Es nimmt und nimmt kein Ende. Erst läuft die Nase, dann die Blase. Dann gibt es Frostbeulen überall. Schließlich reißen die Hände auf. Nun die Beine und dann alles. Als waidwundes Wrack verwest man in einer schlecht beheizten Sofaecke und fragt sich, wieso man eigentlich immer noch lebt.

Im Haus frieren unbemerkt Rohre und Hähne ein, von deren Vorhandensein man bis vor fünf Minuten noch gar nichts geahnt hatte. Bei Brammers soll sogar das Klo vereist sein, doch das mag ich mir noch nicht einmal vorstellen. Aber zum Beispiel meine Heizung ist in der Zeit, die ich für diesen Artikel brauche, siebenmal eingefroren und dreimal explodiert. Um die Sofaecke wälzen sich Wassermassen, die bald zu Eis erstarren und kurz darauf das Haus platzen lassen. Neue Wassermassen ergießen sich auf das Eis. Es ist furchtbar.

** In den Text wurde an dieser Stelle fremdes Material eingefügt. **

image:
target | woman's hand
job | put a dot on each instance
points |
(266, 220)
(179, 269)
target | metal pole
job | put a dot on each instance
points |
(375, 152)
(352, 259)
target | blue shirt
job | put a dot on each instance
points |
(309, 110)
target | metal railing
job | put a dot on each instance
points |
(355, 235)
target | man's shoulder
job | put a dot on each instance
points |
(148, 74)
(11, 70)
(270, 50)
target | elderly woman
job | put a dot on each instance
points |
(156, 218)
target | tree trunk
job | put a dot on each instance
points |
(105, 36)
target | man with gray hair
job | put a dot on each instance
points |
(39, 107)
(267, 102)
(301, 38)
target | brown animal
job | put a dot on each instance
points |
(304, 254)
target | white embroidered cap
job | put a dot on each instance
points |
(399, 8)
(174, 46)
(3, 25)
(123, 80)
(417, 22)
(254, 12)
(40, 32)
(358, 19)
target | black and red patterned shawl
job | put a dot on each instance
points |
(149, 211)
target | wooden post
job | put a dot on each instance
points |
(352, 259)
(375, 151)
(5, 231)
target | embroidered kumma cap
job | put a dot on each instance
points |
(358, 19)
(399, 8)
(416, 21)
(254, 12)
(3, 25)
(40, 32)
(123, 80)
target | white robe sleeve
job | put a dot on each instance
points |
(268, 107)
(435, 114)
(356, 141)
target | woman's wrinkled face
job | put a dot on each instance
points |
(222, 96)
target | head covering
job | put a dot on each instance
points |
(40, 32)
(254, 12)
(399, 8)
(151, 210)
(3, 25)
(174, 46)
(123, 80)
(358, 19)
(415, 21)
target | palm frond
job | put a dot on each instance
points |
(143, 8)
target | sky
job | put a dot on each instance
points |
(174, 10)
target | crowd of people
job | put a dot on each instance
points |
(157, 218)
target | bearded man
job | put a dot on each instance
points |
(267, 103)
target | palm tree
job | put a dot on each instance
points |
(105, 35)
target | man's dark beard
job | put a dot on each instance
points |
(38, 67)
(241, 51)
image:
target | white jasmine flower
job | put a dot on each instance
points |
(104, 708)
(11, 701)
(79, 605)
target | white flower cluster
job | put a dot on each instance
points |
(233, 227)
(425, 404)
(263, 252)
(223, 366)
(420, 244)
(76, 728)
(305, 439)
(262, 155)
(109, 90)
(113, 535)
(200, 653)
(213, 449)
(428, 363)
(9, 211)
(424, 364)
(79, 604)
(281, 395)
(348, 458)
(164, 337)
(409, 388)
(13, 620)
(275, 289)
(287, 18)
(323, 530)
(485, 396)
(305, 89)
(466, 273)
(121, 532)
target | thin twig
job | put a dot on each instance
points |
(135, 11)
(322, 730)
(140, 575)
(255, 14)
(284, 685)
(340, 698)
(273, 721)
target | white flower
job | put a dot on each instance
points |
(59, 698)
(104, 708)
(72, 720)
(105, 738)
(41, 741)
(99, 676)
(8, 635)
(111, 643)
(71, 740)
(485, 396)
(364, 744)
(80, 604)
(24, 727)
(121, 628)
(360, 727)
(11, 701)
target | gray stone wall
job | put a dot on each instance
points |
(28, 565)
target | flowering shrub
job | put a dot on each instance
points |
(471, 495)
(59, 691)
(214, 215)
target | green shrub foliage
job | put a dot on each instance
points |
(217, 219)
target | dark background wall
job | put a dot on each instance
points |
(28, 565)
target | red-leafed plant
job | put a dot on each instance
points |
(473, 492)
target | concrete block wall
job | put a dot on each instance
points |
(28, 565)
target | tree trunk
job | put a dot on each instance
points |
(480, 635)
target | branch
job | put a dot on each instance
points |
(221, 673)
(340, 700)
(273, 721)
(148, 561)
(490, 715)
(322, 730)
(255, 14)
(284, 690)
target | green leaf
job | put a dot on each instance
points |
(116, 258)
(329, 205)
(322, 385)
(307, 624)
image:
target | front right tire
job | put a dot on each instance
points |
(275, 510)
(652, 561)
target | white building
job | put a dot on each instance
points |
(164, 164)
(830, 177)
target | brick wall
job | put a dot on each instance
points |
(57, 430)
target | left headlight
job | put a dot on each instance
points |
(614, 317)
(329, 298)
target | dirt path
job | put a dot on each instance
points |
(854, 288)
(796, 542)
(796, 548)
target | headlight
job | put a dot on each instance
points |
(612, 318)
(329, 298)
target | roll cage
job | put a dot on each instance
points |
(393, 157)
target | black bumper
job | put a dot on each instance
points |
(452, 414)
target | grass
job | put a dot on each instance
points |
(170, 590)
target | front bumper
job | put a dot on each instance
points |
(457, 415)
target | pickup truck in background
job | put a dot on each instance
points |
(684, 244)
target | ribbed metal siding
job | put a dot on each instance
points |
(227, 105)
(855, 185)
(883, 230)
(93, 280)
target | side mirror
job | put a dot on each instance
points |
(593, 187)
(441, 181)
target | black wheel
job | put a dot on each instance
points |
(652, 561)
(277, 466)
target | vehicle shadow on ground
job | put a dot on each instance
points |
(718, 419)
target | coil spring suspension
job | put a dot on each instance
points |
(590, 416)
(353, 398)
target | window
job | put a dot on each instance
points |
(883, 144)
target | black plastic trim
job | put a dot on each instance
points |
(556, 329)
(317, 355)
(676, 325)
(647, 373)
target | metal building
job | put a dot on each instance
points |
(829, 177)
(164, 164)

Ich warte auf den Tag, an dem der Liebste sagt, ich könne jetzt leider nicht schlafen gehen, weil das Bett soeben einfroren sei. Als ich neulich unter meinem eindrucksvollen Hügel aus sieben Bettdecken schnatternd lag, träumte mir, mein Schlaf sei vereist und deshalb heute nur mit einer „Zwei minus“ zu bewerten. Danach träumte ich lieber vom Mittelmeer.

Aufwachen muß ich dann doch; und schon springt das Auto nicht an. Falls es doch anspringt, schliddert es gegen das Stop-Schild an der ersten Ecke. Das tut es jeden zweiten Morgen. Es hat Beulen, und bald platzt es wahrscheinlich.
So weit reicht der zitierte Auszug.